Heiße Super-Erde Corot-7b: Es regnet Steine

Die Atmosphäre des Exoplaneten Corot-7b ist bizarr: Gesteinsdampf bildet Wolken, aus denen Steinchen in Lavaseen fallen

Heiße Super-Erde
Heiße Super-Erde

St. Louis (USA) - Corot-7b ist eine "Super-Erde": Ein Planet, der wie die Erde überwiegend aus Felsgestein besteht, aber mit der fünffachen Masse deutlich größer ist. Wirklich erdähnlich ist der Exoplanet allerdings nicht, umkreist er seinen Stern doch in einem Abstand von nur 2,5 Millionen Kilometern - etwa ein Sechzigstel der Entfernung Erde-Sonne. Amerikanische Forscher haben nun die Atmosphäre dieser und ähnlicher heißer, felsiger Planeten simuliert. Das jetzt im Fachblatt "Astrophysical Journal" veröffentlichte Ergebnis: Aus Mineralienwolken fallen Steine auf die vermutlich von Lavaseen bedeckte Oberfläche der Himmelskörper.

"Die Atmosphäre dieser Planeten entsteht durch Dampf, der aus geschmolzenem Gestein in Lavaseen oder Lavaozeanen aufsteigt", erklärt Bruce Fegley von der Washington University in St. Louis. Gemeinsam mit seiner Kollegin Laura Schaefer hat er simuliert, welche Gleichgewichtszustände sich in einer Atmosphäre unter solchen extremen Bedingungen einstellen können. "Die Atmosphäre besteht demnach vor allem aus Natrium, Kalium, Siliziummonoxid und Sauerstoff", so Fegley. "Sauerstoff ist ein häufiges Element in Gestein. Wenn Gestein verdampft, wird deshalb viel Sauerstoff freigesetzt."

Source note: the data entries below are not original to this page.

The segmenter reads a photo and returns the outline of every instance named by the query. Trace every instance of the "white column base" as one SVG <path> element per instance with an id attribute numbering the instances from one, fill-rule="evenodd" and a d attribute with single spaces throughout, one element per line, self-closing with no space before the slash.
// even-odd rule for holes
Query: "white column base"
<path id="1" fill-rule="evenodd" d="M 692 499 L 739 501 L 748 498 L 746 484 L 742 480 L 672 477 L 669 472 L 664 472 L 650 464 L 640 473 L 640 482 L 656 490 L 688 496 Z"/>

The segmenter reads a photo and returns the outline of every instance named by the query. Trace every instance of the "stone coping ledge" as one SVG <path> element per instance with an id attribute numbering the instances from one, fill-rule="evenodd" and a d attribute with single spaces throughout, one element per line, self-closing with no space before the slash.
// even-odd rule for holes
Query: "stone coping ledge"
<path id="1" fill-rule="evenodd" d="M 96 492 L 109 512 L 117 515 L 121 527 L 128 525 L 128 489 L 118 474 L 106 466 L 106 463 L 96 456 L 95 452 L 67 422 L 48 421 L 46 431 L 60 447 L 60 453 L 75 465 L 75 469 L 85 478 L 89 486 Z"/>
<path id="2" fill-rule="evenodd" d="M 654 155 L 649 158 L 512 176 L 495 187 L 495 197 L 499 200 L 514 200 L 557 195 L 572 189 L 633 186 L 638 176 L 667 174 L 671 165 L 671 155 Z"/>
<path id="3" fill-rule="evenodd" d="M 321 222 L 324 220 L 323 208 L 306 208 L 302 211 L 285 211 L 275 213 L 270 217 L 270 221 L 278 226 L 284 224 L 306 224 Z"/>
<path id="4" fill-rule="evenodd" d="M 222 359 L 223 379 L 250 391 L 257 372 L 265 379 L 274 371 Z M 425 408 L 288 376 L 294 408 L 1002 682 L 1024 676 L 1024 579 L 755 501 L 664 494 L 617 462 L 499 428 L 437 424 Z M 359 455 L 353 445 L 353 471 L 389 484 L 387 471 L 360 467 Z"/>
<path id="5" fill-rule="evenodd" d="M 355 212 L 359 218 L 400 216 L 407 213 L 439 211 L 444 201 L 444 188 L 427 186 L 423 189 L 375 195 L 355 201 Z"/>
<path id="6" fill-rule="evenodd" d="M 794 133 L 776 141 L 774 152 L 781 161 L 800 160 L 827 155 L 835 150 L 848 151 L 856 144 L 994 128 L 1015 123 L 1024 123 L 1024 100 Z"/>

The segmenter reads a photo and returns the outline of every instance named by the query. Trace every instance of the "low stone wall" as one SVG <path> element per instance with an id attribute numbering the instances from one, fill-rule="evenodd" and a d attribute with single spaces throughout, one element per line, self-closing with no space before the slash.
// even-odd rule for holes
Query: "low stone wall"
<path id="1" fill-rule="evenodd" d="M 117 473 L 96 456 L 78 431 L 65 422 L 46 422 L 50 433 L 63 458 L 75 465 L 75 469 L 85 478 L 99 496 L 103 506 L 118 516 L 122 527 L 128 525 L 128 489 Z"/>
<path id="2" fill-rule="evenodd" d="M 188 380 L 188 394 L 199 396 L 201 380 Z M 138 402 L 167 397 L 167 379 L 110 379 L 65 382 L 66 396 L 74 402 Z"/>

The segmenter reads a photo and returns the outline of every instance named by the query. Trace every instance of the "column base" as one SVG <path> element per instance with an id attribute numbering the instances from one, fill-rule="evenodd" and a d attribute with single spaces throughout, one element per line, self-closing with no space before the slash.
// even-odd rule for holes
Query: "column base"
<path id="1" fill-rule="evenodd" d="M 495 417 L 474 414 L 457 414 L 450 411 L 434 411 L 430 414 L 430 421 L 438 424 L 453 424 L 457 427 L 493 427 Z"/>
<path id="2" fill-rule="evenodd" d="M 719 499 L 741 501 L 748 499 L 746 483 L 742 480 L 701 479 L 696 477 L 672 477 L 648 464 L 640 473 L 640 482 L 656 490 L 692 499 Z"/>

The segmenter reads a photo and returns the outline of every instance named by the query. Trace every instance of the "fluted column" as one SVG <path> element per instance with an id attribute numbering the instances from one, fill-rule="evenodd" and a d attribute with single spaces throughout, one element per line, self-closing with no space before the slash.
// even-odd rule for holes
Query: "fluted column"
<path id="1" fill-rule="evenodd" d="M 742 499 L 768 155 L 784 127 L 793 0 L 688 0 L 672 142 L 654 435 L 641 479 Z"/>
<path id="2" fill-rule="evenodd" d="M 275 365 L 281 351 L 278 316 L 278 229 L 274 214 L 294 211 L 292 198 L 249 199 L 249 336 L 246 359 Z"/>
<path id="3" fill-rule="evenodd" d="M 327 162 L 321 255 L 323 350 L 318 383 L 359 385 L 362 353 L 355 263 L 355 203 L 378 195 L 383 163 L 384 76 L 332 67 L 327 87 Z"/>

Hinzu kommen kleinere Mengen anderer Stoffe, aus denen Gestein besteht: Magnesium, Aluminium, Kalzium und Eisen. Da die Temperatur der Atmosphäre mit steigender Höhe fällt, kondensieren unterschiedliche Mineralien in unterschiedlichen Höhen - so wie Wasser in der Erdatmosphäre kondensiert und Wolken bildet. Nur dass auf Corot-7b nicht Wassertröpfchen, sondern kleine Steinchen aus den Wolken zur Planetenoberfläche fallen.

Natrium und Kalium kondensieren allerdings nicht aus, wie die Simulationen von Fegley und Schaefer zeigen, da diese Stoffe selbst bei niedrigen Temperaturen gasförmig bleiben. Planeten wie Corot-7b könnten deshalb in ihrer Hochatmosphäre Wolken aus Natrium- und Kalium-Dampf haben, die sich durch genaue Beobachtungen nachweisen lassen sollten, so die Forscher.